By Randy Tucker
Enquirer staff writer
Federated Department Stores on Wednesday delivered disappointing second-quarter earnings, dragged down by a one-time charge of $59 million related to the company's repurchase of $273 million of its long-term debt.
The Cincinnati-based parent of Bloomingdale's, Macy's and Lazarus-Macy's posted earnings of $78 million, or 43 cents a share for the quarter, compared with $120 million, or 64 cents a share, in the same period a year ago.
Analysts on average expected 46 cents per share.
But Federated said its profits would have been 63 cents a share without the charge - slightly ahead of the company's prior guidance of 57 cents to 62 cents a share.

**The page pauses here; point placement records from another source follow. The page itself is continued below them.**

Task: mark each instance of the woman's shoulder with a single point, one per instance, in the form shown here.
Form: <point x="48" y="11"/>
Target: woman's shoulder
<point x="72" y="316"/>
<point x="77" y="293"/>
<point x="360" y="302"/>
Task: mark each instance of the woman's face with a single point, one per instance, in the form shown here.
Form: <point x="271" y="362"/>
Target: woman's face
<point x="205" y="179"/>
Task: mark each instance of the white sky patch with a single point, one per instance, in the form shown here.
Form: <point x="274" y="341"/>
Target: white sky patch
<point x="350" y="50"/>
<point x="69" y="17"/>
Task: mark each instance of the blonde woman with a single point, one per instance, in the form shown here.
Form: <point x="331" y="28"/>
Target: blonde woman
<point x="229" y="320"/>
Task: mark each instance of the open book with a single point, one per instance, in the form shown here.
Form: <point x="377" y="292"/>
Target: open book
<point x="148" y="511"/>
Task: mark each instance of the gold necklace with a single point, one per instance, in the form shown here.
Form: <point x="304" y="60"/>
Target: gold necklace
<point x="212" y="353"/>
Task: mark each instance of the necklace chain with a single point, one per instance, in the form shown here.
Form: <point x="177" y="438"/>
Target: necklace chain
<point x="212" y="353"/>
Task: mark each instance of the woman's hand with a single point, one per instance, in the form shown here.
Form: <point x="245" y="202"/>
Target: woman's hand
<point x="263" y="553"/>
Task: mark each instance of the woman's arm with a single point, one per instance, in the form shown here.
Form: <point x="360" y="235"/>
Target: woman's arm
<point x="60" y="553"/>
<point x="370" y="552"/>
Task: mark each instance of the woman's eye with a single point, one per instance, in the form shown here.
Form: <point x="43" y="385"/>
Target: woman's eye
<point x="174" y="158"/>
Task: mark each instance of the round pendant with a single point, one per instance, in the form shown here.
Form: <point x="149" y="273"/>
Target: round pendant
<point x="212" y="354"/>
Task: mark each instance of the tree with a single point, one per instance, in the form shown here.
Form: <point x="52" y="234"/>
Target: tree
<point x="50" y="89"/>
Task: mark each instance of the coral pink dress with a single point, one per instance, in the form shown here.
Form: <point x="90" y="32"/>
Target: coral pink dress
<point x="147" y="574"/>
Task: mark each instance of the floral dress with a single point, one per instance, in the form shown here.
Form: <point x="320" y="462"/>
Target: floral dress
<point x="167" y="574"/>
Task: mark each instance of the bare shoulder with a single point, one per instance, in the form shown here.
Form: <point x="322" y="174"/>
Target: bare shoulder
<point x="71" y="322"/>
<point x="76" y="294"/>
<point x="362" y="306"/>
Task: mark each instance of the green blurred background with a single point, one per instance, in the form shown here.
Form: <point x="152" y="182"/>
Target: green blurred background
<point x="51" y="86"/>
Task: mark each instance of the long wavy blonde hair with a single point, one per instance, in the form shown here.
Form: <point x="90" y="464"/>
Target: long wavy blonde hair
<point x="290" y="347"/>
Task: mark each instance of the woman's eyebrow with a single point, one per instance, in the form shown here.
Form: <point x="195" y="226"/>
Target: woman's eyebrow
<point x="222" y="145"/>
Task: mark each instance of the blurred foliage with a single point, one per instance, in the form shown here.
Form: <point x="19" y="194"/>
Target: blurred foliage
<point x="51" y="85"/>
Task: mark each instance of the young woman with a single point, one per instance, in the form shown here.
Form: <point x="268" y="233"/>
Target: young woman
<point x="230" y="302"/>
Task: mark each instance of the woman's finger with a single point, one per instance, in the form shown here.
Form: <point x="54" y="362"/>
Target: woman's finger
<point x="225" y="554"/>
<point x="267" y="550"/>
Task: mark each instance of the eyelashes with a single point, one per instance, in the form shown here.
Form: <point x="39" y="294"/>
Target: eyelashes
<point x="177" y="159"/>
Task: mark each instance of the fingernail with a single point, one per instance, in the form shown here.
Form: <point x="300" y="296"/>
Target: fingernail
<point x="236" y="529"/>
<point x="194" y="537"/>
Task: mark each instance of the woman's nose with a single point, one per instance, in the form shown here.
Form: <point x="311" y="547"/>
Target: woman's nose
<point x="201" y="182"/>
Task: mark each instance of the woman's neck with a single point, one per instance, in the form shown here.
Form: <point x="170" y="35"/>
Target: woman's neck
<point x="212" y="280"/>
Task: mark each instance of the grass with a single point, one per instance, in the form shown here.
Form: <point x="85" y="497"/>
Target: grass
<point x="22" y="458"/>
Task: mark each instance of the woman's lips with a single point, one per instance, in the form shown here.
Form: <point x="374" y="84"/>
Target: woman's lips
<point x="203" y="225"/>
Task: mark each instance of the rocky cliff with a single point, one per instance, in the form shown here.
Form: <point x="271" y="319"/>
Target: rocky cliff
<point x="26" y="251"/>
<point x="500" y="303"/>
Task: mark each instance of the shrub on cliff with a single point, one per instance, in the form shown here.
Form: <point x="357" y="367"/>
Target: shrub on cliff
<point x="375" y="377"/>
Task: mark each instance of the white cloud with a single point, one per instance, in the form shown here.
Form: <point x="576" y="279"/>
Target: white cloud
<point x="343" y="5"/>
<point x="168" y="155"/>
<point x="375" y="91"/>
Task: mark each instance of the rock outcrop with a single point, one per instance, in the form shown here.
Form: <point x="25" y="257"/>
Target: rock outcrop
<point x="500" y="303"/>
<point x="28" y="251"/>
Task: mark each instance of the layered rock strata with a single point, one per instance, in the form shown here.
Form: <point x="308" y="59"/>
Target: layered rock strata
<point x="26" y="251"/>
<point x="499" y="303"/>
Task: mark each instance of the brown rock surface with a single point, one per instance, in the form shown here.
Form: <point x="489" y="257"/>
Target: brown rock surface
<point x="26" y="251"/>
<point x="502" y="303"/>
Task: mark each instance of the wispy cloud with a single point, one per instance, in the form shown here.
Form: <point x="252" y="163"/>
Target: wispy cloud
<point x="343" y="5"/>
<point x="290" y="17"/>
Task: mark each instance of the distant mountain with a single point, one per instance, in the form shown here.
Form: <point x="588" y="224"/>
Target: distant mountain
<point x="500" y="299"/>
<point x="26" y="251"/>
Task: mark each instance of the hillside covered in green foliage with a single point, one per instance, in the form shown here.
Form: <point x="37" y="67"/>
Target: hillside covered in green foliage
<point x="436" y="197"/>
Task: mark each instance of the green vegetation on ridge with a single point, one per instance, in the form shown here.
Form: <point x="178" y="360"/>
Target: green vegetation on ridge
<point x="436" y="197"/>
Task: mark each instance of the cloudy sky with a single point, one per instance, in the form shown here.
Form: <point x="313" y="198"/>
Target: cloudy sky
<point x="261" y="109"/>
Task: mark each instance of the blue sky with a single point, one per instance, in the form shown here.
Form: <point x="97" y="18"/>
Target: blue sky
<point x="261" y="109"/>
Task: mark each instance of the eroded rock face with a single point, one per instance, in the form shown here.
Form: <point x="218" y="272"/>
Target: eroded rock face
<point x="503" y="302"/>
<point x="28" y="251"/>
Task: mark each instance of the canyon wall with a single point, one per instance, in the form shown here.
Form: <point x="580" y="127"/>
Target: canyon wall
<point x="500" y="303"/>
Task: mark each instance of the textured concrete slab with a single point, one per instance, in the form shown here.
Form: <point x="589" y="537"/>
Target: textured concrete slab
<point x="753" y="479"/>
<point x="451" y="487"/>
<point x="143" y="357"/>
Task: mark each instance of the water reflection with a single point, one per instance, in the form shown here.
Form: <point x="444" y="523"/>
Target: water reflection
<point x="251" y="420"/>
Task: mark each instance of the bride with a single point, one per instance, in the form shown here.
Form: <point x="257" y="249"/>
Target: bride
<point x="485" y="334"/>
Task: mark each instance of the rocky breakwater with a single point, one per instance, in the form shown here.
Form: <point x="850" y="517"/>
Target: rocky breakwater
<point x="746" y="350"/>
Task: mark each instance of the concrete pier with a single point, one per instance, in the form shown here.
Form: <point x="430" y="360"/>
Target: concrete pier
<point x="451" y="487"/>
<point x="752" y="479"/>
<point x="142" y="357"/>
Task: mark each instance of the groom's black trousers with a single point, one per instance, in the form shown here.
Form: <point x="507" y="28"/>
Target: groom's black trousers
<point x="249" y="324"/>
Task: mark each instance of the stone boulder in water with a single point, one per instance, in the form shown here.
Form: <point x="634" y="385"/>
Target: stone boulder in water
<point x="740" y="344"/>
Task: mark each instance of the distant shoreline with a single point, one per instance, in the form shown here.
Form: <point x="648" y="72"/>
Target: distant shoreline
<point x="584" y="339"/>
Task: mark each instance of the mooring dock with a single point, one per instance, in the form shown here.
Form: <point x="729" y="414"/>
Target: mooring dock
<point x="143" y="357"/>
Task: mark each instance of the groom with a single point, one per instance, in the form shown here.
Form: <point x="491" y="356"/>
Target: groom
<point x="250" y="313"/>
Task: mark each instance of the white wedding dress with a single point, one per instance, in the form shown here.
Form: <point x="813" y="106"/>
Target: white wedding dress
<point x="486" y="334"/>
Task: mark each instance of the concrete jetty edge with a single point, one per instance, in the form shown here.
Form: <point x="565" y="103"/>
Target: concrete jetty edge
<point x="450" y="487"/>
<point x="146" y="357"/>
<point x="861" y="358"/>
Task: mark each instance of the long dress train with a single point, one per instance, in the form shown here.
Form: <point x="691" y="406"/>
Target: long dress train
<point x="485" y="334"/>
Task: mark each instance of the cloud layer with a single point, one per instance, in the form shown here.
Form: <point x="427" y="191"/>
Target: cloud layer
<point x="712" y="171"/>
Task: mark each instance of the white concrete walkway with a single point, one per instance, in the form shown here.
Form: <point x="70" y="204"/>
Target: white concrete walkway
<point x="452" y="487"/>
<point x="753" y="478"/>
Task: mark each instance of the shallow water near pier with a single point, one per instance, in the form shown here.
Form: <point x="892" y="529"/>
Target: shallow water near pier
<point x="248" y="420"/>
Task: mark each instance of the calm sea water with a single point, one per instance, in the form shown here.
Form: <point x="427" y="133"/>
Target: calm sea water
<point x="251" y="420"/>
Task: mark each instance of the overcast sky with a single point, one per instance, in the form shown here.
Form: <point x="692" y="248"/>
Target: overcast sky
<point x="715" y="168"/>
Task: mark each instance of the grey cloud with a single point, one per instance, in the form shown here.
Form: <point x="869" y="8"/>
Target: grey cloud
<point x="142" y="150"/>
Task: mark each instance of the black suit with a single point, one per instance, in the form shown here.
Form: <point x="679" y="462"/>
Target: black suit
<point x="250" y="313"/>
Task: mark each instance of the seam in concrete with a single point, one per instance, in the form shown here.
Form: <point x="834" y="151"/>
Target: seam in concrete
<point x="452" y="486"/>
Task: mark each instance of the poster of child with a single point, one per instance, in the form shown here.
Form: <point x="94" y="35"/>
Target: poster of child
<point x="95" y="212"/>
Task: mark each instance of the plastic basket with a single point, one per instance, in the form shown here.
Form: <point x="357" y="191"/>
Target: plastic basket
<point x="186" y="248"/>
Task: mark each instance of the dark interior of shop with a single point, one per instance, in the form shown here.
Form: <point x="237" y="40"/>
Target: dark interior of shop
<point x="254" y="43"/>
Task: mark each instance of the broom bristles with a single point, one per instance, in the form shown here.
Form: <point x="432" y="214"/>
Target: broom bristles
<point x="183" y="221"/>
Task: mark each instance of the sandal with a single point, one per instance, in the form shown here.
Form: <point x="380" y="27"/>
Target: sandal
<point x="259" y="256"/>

Despite the setback, Federated officials said they're confident that second-half sales will meet expectations of 1.5 percent to 3 percent growth, and the company has even raised profit forecasts for the full year by 10 cents to $3.70 to $3.80 a share.
Federated shares closed Wednesday down $1.52, about 3 percent, at $44.50.
"We're feeling good about the fall fashion," Karen Hoguet, Federated's chief financial officer, said in conference call with analysts. "We think the customer will continue to perform well."
Total sales in the second quarter rose 3.3 percent to $3.5 billion from $3.4 billion last year.
Sales at stores open at least a year also rose 3.3 percent.
One analyst said he sees little reason for concern.
"Outside of the debt retirement, Federated's second-quarter results also reflected a number of one-time items related to the centralization of its Home Store business and store closings," said Jeff Stinson, who follows Federated for Midwest Research.